There are different ways to categorise sources of law

  1. Enacted law: legislation in the form of acts and statutes

Unenacted law: case law and institutional writings

  1. Primary sources

  1. Legislation:

  • EU legislation

  • Acts of UK parliament (statutes)

  • Acts of Scottish Parliament

  • Statutory Instruments

  1. Case law

  2. Institutional writings

Secondary sources

  1. Legal literature

  2. Custom

  • Hierarchy of sources:

  1. EU Law

  2. UK Law

  3. Acts of the Scottish Parliament

  4. Secondary Legislation (statutory instruments)

  • Later legislation inconsistent with earlier legislation takes priority

  • Laws made by acts of parliament can reverse decisions of acts of courts (legislation has authority over case law)

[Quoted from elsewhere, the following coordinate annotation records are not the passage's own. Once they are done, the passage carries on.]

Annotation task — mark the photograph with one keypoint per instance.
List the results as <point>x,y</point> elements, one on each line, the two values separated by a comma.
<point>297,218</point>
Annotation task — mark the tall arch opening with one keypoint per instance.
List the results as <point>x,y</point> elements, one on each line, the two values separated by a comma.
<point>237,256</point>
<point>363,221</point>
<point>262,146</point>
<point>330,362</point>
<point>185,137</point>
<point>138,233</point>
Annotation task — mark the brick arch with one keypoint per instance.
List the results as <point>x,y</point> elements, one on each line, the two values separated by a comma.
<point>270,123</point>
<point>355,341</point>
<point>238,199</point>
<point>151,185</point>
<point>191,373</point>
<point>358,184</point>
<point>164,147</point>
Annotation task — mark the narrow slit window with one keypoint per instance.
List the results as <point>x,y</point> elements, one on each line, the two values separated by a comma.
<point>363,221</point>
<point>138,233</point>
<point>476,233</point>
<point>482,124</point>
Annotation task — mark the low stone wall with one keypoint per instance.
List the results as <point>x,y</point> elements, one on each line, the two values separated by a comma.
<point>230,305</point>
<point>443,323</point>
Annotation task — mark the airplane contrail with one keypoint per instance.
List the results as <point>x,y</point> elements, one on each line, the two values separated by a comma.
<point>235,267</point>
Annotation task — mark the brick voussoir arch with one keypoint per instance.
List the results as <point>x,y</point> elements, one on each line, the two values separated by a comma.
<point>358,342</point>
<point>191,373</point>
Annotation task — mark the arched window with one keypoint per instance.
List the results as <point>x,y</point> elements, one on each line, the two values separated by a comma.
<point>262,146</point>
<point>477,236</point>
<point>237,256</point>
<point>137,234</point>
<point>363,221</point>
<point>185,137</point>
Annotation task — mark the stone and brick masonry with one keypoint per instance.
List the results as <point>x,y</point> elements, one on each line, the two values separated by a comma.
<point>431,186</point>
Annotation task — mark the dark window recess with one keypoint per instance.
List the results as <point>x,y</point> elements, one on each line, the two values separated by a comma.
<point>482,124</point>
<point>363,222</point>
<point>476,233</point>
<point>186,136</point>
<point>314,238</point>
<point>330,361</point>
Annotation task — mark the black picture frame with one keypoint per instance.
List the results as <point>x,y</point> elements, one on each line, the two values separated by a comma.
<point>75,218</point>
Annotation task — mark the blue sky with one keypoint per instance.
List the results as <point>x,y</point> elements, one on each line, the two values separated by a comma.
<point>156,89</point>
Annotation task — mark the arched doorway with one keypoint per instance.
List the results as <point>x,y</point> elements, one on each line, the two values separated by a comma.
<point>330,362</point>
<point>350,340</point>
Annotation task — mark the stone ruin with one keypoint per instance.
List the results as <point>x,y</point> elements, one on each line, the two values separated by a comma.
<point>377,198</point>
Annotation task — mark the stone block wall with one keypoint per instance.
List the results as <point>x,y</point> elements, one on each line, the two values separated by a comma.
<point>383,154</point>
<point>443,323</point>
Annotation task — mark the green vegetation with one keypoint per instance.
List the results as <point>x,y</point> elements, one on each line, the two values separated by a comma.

  • legislation is interpreted by the courts so courts can have their own interpretation of what this legislation is, but parliament can disagree with this interpretation

  • But legislation that is passed on UK level can apply to all legal systems in the UK (Example: tax legislation-revenue law)

  • But interpretation of this legislation could vary within legal systems

  • Codification: setting out common law in legislative form

  1. Sources of Law: Enacted Law

Legislation

Primary Legislation:

  1. Acts of the Parliament of Scotland: acts of the old parliament

  2. UK Statutes

  3. Acts of the Scottish Parliament (after 1999)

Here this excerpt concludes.